Coronar Corona Heights

Saliendo de mi casa, puedo apreciar a lo lejos —pero no demasiado lejos— un árido pico doble. Es el parque Corona Heights. Con frecuencia, lo que parecen dos montículos de rocas en lo alto se ve decorado con puntos móviles de colores: personas que han subido a contemplar la ciudad y la bahía desde ahí. Tengo el recuerdo de haber llegado a la cima una vez con Cavorite, y de haber deseado volver a hacerlo algún día, desanimada al instante por lo empinado del camino que conduce allí.

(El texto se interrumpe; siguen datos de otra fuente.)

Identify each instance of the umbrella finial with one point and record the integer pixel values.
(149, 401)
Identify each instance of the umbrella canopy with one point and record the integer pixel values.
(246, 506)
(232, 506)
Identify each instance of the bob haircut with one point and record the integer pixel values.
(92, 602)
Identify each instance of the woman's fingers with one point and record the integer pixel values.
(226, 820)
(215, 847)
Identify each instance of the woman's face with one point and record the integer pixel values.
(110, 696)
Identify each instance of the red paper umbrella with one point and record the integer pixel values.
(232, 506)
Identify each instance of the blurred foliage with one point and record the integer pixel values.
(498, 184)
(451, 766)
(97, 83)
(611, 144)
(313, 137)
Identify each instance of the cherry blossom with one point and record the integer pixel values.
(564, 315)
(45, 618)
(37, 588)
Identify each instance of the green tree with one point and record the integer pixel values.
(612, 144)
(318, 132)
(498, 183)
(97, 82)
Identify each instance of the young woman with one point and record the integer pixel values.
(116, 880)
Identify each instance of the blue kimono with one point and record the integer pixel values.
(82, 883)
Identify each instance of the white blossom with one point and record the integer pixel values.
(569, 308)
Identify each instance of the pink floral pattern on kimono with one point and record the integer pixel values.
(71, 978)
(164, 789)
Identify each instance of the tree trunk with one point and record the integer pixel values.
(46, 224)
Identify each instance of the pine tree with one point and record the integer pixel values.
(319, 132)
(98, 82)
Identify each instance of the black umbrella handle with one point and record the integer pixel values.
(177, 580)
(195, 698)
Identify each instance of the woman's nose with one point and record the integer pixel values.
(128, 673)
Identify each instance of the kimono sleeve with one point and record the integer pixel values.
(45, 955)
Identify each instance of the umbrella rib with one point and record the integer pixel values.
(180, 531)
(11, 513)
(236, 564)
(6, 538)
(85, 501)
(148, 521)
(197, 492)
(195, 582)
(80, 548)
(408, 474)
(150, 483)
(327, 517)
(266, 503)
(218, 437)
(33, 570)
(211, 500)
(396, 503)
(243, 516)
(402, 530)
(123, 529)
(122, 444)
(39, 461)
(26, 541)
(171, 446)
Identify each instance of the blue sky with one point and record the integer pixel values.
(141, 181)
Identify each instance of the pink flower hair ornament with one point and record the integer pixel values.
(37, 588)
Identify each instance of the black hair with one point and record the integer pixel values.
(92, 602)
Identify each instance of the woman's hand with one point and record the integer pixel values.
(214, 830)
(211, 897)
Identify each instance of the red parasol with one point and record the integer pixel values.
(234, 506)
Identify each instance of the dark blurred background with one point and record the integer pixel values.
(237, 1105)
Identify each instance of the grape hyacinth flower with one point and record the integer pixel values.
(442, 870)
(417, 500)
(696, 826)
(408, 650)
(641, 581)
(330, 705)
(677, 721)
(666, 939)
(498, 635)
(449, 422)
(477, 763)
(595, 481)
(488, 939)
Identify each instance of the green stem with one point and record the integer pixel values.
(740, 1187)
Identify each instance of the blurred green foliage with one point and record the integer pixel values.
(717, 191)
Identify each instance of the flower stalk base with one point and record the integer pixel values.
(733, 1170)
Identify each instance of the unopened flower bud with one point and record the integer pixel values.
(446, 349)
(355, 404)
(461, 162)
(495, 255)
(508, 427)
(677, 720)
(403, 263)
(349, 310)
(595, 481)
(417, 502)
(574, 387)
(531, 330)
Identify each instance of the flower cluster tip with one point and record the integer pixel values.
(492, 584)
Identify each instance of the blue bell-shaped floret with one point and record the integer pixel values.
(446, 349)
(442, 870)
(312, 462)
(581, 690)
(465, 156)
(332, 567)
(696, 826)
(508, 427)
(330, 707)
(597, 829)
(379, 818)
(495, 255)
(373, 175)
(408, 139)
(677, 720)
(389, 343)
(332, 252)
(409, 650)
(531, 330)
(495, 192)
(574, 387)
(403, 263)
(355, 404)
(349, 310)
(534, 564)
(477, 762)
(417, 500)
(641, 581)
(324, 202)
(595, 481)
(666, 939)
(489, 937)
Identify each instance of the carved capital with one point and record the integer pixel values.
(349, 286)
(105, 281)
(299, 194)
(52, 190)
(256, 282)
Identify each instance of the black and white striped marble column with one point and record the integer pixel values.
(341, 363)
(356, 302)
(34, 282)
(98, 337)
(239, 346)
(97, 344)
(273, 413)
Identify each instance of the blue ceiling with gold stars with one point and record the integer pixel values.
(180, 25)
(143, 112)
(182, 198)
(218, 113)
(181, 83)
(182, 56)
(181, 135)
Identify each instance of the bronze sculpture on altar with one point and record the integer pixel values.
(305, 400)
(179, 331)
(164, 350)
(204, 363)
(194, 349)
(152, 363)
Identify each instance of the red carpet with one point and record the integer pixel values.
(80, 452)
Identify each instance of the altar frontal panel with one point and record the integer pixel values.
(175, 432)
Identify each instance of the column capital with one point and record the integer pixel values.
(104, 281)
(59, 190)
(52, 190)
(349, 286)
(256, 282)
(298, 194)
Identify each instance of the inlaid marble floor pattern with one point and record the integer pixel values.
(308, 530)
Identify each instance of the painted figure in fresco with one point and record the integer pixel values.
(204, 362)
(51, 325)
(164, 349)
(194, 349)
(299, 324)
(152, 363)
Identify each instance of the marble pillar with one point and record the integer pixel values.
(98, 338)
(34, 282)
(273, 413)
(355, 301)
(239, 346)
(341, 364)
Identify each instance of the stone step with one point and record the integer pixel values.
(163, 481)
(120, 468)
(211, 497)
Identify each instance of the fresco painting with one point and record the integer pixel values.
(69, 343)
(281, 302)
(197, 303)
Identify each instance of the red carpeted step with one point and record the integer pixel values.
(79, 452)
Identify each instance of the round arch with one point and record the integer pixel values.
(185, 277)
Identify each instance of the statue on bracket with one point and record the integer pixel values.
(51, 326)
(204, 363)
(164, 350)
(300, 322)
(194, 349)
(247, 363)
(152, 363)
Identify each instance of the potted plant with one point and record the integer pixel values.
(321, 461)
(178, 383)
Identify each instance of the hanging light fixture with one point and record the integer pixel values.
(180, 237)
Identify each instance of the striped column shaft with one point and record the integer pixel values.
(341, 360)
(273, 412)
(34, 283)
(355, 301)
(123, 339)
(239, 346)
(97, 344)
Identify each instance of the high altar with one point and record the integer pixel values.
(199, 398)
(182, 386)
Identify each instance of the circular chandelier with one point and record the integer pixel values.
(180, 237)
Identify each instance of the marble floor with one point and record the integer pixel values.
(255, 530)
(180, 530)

En esa época, las calles de San Francisco me derrotaban una y otra vez. Yo escalaba encorvada, como intentando que al menos la cabeza llegara hasta el final de la calle; el cuerpo, inconexo y débil, seguramente no lo iba a lograr. Sin embargo, accidentalmente solucioné este impedimento varios años después, cuando un amigo anunció su visita a Bogotá y yo decidí prepararme para una eventual subida a Monserrate a pie. Escogí una calle empinada en La Candelaria y armé un circuito de cuatro kilómetros que la incluyera. Empecé a recorrerlo a buen paso todos los días. A Monserrate finalmente no fuimos porque pocos días antes de la llegada de mi amigo hubo un atraco masivo en el sendero de subida, pero posteriormente, en San Francisco, descubrí que podía subir y subir y subir e incluso seguir hablando sin quedarme sin aire.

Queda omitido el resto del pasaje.